Lately there’s been a lot of talk and debate on whether or not we are going to be experiencing another huge hit in our industry. As a result, you and I have all been worrying how we could afford another hit and manage to come out of it this time around. However, have you read the article that was published on the Fannie Mae site on June 23, 2015 called “Economic Rebound on the Horizon with Q1 Slump in Rearview Mirror,” by Katie Penote? It actually gave me quite a bit of hope for this upcoming quarter and I hope it does the same for you. It states that even with the rise of the U.S. dollar, and the ongoing trials our country has been experiencing in regards to the oil and gas industry, what will keep us afloat is that employment rates are actually on the rise, which means the average household income will also increase, providing a better market for real estate. In fact, they claim that this is likely to assist our economic growth to jump about 3.0% by the second half of the year! So cheer up! The way I see it, we are consumed by negative information.
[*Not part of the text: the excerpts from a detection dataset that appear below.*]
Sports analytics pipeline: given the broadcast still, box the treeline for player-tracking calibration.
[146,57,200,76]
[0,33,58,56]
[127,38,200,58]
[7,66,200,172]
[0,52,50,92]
For some reason, misery and strife sells more stories than positive forecasting. If I solely focused on the bad in this industry, I’ll be honest with you; I probably would have never even entered it! Instead, I believe in the American Dream! I know if I want it, and I work hard enough for it, you’d better believe I am going to get it! Maybe if more of us adopted this mind set, we’d be able to relax a bit more and try a bit harder rather than giving up so easily.
Also, check out what Doug Duncan, Chief Economist for Fannie Mae, had to say: “Our forecast for housing and mortgage activity remains unchanged amid continued [improvement] seen at the start of the second quarter. We expect total housing starts and total home sales in 2015 to rise about 10 and 5 percent, respectively, with mortgage originations increasing approximately 23 percent to $1.46 trillion. Given the uneven economic growth in the U.S. and slow growth around the globe, interest rates are unlikely to surge. This should enable the housing market to better withstand some headwinds from higher rates this year than in the past.” That’s good news! So don’t fret!
Sure, we may have expected some higher numbers than what was originally forecasted, and it seems like the auto industry is on a higher rise since the increase in household income than the real estate industry for the past few quarters, but research by Fannie Mae has also found that individuals are saying they plan to invest in buying a home rather than renting this upcoming year. You know what the means for all us right…we’re actually going to be okay and we’re doing a lot better than we did last year! With more people buying homes, this means more business for all of us – from Banks, to the Mortgage Industry, to Investors, to Appraisal Management Companies, to Appraisers all the way down to homeowners.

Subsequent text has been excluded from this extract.